Impact of Unresolved Cloud Variability on Cloud Retrievals for Sentinel 5 Precursor
Gimeno Garcia, Sebastian1; Loyola, Diego1; Schuessler, Olena1; Heinze, Rieke2; Trautmann, Thomas1
1DLR-IMF, GERMANY; 2Leibniz Universität Hannover, GERMANY

In order to guarantee high signal-to-noise ratios, the design of spectrometers aboard spaceborne platforms is a tradeoff between spectral and spatial resolution. Since molecular absorption is highly spectrally dependent, atmospheric composition instruments favor spectral over spatial resolution.

The TROPOMI instrument aboard Sentinel 5 Precursor (S5P) will have a spatial resolution of about 7x7 km2 at nadir, which clearly outperforms the resolution of previous atmospheric missions (320x40 km2 for GOME/ERS-2, 60x30 km2 for SCIAMACHY/ENVISAT and 80x40 km2 for GOME-2/Metop-A,B). However, inside a TROPOMI ground pixel there may still be a considerable amount of unresolved cloud variability.

Traditionally, the retrieval algorithms of cloud parameters using atmospheric composition instruments have exploited the spectral region around the oxygen A-band centered at 760 nm. The new version of the ROCINN_CAL cloud retrieval algorithm is also based on the A-band, with the novelty that it explicitly accounts for scattering within cloud layers.

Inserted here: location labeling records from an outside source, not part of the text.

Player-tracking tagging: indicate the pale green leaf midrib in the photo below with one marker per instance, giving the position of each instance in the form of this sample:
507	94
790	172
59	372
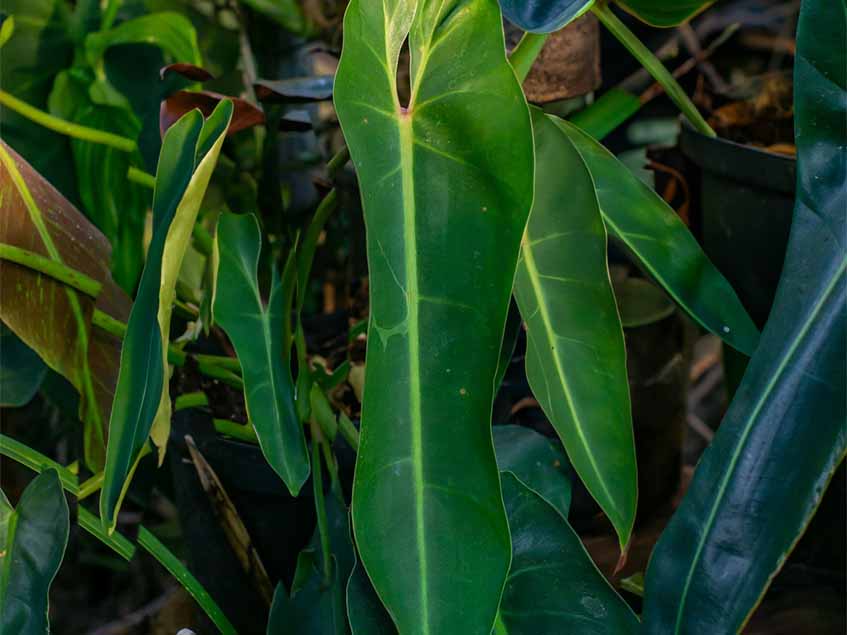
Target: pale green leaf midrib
532	272
748	427
406	137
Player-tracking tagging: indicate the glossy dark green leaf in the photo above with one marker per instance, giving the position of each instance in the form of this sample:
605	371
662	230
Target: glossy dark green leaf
576	360
664	13
537	461
170	31
758	484
641	220
553	585
21	370
295	90
256	333
543	16
49	316
446	192
142	405
33	537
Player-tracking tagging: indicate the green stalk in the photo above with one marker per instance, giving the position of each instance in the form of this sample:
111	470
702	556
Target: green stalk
123	547
653	66
70	129
141	177
320	503
524	54
246	433
53	268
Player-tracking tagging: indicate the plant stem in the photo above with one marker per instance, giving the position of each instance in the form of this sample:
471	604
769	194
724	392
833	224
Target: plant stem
83	133
53	268
320	502
187	400
141	177
123	547
652	64
524	54
246	433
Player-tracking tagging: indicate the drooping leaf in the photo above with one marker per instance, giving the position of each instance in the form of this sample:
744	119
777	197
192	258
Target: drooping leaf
640	219
757	486
21	370
446	192
174	106
553	586
543	16
142	405
537	462
50	317
32	544
664	13
576	359
172	32
256	333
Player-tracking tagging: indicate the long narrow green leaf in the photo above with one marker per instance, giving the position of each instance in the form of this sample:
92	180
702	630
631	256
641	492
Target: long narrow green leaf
116	541
446	187
758	485
641	220
51	317
142	405
576	359
256	333
33	538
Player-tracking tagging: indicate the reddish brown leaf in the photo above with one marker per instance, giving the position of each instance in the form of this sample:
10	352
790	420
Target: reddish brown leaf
246	115
53	319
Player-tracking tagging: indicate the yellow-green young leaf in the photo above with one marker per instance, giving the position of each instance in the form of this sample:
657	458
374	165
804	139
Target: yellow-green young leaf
256	332
576	359
650	230
759	483
142	405
33	538
48	314
446	186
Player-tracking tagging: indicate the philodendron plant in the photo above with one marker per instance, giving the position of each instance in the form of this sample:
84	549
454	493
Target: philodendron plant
470	197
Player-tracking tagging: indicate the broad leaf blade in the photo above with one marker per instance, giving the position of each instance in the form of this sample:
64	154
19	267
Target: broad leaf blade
664	13
32	544
757	486
172	32
543	16
51	318
142	405
638	217
576	359
553	586
256	333
537	462
446	193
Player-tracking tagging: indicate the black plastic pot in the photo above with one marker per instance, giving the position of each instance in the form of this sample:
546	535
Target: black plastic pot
746	203
279	525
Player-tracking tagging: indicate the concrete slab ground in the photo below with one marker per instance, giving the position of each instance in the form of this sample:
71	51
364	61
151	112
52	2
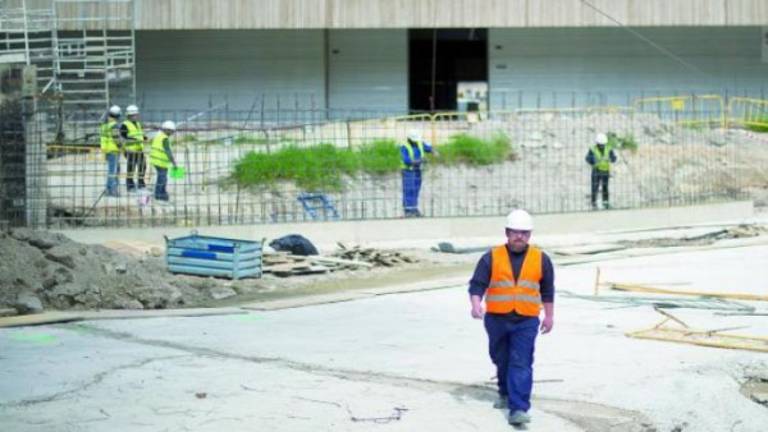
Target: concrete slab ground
401	362
403	232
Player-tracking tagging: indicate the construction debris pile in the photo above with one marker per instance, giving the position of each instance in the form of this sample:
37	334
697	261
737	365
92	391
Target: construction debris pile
285	264
734	232
42	270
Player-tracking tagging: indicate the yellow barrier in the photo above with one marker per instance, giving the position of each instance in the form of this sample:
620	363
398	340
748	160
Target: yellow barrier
748	112
692	110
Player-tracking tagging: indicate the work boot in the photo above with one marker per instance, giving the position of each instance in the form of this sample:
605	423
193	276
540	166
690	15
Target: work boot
500	402
518	418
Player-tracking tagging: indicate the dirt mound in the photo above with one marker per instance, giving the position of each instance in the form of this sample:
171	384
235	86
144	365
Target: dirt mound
45	270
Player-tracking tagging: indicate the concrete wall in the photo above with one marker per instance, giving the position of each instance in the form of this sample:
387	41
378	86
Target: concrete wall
368	69
181	70
612	64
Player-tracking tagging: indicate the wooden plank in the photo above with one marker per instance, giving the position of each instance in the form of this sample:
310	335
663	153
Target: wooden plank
703	338
654	290
38	319
324	260
8	312
306	301
367	14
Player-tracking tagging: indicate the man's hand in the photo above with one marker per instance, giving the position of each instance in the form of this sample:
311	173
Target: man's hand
547	324
477	311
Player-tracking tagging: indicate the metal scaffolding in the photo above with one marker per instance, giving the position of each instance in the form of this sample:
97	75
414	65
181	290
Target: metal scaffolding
83	52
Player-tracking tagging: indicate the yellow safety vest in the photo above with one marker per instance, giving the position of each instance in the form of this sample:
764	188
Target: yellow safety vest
157	156
602	161
135	141
108	143
411	154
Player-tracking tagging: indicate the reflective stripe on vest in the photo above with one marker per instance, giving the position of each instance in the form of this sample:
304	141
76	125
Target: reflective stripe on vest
602	161
135	141
411	155
504	294
157	155
107	142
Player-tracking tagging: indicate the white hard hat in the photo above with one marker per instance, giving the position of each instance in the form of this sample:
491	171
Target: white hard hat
414	135
519	220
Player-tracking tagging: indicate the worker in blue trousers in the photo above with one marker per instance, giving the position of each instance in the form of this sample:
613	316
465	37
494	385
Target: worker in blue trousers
412	158
517	281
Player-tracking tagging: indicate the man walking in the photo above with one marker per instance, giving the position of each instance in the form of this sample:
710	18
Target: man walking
162	159
133	139
600	156
110	146
516	279
412	156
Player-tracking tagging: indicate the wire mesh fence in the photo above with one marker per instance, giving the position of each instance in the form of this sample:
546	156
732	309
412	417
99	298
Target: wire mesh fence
676	151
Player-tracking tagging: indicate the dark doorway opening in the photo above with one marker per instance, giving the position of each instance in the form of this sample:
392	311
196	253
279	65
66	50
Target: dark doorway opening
441	58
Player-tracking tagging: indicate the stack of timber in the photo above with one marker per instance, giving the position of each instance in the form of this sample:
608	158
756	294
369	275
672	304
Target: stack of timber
283	264
378	258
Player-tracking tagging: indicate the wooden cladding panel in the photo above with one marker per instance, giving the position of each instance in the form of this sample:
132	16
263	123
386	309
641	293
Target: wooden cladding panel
339	14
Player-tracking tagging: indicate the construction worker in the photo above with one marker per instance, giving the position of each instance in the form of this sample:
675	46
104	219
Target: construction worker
133	144
161	157
516	279
600	156
412	157
110	146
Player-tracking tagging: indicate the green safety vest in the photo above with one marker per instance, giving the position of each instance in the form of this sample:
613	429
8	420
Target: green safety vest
602	161
158	157
411	154
108	143
135	141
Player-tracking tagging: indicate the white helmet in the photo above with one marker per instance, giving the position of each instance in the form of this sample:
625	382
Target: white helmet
414	135
519	220
601	138
168	125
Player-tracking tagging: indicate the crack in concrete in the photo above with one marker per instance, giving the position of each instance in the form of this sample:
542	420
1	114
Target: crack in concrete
98	378
591	416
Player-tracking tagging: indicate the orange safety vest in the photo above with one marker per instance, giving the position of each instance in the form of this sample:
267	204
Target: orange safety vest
504	293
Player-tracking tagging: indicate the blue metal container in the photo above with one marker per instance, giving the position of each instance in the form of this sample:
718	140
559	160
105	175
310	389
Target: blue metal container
213	256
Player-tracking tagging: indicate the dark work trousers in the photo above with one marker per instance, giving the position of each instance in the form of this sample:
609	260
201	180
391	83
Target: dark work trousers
600	178
136	162
511	346
411	188
161	193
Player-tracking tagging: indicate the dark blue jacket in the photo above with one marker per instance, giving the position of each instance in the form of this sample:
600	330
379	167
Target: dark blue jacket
590	158
416	153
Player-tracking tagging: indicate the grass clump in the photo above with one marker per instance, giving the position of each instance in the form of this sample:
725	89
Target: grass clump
470	150
379	157
622	142
318	168
322	168
758	125
250	139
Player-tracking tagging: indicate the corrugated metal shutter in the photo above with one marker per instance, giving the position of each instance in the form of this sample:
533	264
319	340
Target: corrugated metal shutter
614	66
184	69
368	69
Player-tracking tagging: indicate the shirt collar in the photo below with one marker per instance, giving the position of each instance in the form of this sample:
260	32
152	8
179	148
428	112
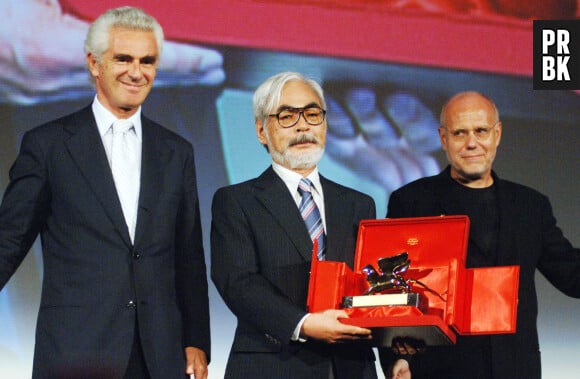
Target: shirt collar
105	119
292	178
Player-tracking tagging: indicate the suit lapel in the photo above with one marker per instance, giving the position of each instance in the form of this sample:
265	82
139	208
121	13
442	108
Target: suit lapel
155	155
337	210
86	149
273	194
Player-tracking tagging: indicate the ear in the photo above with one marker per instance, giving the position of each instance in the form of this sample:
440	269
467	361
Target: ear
442	139
498	132
261	132
93	65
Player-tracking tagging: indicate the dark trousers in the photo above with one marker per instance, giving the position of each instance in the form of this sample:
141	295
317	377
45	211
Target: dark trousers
137	368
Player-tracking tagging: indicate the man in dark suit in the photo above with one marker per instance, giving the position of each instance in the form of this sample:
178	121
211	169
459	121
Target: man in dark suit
510	225
124	287
262	248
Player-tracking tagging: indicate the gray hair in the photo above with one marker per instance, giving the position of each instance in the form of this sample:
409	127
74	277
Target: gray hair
267	95
97	41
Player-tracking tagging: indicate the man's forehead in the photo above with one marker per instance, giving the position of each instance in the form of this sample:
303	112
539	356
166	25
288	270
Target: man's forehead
298	94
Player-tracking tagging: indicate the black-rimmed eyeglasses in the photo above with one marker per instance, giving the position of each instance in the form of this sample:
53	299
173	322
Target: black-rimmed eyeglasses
289	117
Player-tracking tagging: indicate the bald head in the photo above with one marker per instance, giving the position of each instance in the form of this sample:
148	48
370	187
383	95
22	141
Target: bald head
466	100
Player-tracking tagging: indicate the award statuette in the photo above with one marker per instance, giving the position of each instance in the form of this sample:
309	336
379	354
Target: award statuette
387	287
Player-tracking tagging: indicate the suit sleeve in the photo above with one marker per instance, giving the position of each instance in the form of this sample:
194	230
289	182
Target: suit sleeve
236	272
24	207
191	275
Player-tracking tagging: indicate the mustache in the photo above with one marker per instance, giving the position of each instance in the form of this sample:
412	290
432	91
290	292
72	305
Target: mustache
303	138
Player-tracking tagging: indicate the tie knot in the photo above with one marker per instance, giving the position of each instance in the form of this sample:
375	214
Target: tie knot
305	185
122	126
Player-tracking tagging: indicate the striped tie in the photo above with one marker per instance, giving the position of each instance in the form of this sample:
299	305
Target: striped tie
311	216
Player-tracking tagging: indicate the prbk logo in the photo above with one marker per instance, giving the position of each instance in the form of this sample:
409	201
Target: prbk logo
557	54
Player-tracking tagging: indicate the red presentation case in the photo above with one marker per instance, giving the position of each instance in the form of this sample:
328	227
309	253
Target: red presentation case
459	300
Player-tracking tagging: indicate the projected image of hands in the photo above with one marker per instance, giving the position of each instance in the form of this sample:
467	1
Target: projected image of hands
387	136
42	58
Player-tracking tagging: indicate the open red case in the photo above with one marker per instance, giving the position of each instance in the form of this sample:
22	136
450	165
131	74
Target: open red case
458	300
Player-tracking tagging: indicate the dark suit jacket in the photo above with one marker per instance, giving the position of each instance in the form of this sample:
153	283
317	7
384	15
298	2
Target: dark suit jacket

In this work, we aim to study the sensitivity of cloud retrieval algorithms to unresolved cloud variability under different solar illumination conditions. For this purpose, we will simulate virtual measurements by a TROPOMI-like instrument in high-resolution cloudy scenes by means of Monte Carlo (MC) three-dimensional radiative transfer modeling. The synthetic MC spectra will be used as input by ROCINN_CAL and the retrieved parameters compared to the original ones.